El rostro del hombre palideció. Retiró su mano como si se hubiera quemado. El nombre de su manada, su Alfa... era información que una Omega no debería tener. Me miró fijamente, el miedo amaneciendo en sus ojos.
Justo en ese momento, la puerta de la sala del consejo se abrió de nuevo de golpe.
Una mujer chorreando joyas ostentosas y con un vestido demasiado ajustado entró con aire arrogante. Su perfume, un aroma floral barato y empalagoso, asaltó mis sentidos.
-¿Qué está pasando aquí? -exigió, sus ojos posándose en su hija quejumbrosa-. ¡Lorena, mi amor! ¿Quién te hizo esto? ¿Quién se atrevió a molestar a la hija de un futuro Alfa?
Esta era Ivonne Pérez.
-¡Fue ella, mami! -Lorena me señaló con un dedo tembloroso y manchado de sangre.
La mirada de Ivonne se clavó en mí, recorriendo mi ropa sencilla y práctica con desdén.
No dije una palabra. Simplemente di un paso adelante y abofeteé a Lorena de nuevo, esta vez en la otra mejilla. El sonido fue nítido y final.
-¡Cómo te atreves! -chilló Ivonne.
-Me atrevo -dije, mi voz resonando con una autoridad que nunca había escuchado. Metí la mano en el cuello de mi camisa y saqué la cadena que siempre llevaba, la que estaba oculta bajo la tela. De ella colgaba un pequeño disco de plata intrincadamente tallado.
Lo sostuve en alto. El antiguo sello de la Manada Lunaplata, un lobo aullando ante una luna creciente, pareció brillar en la penumbra.
-Soy Luisa Herrera, última heredera de la Manada Lunaplata -declaré, mi voz resonando con poder-. Mi compañero es Vicente Herrera, Alfa de la Manada Bosque Negro. Y ustedes han lastimado a mi hija.
Por un momento, hubo un silencio atónito.
Luego, Ivonne y Lorena estallaron en carcajadas.
-¿Lunaplata? ¡Esa manada fue aniquilada hace décadas! -se burló Ivonne-. ¿Crees que una baratija barata puede engañarme? Pagarás las facturas médicas de mi hija. ¡Veinte millones de pesos!
-Bien -dije con frialdad-. Y tú pagarás por el vestido de mi hija. Es una pieza de diseño de París, tejida con runas protectoras. Cuesta más que tu coche. Y luego está el asunto de su angustia emocional.
El rostro de Ivonne se puso morado de rabia.
-¡Zorra mentirosa! ¡Te mostraré quién tiene el verdadero poder!

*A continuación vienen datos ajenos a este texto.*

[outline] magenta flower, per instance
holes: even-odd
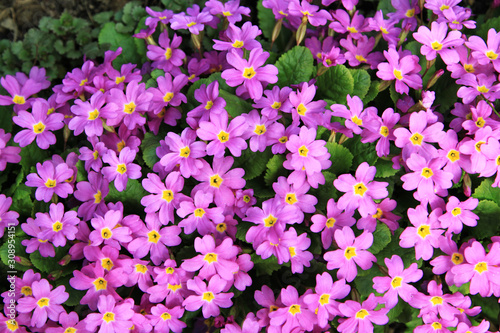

Rebuscó en su bolso de diseñador y arrojó una tarjeta sobre la mesa. Era una elegante tarjeta de metal negro, pesada y cara. Grabado en su superficie estaba el tótem de la cabeza de lobo gruñendo de la Manada Bosque Negro.
Se me cortó la respiración. Sentí como si un puño helado me apretara el corazón.
Reconocí esa tarjeta.
Era la tarjeta de la Luna del Alfa, que otorgaba el más alto nivel de acceso y privilegio dentro de la manada. Una tarjeta que me otorgó el Alto Consejo el mes pasado por mis servicios. Una tarjeta que le había dado a mi esposo, Vicente, para que la guardara.
Y en ella, justo debajo del tótem de la manada, estaba el tenue y empalagoso aroma del perfume barato de Ivonne, mezclado con el familiar aroma a pino y tierra de Vicente.
La última pieza del rompecabezas encajó en su lugar. El último clavo fue martillado en el ataúd de mi matrimonio.
No solo me había engañado. Le había dado mi estatus, mi honor, mi identidad misma como su Luna, a esta mujer.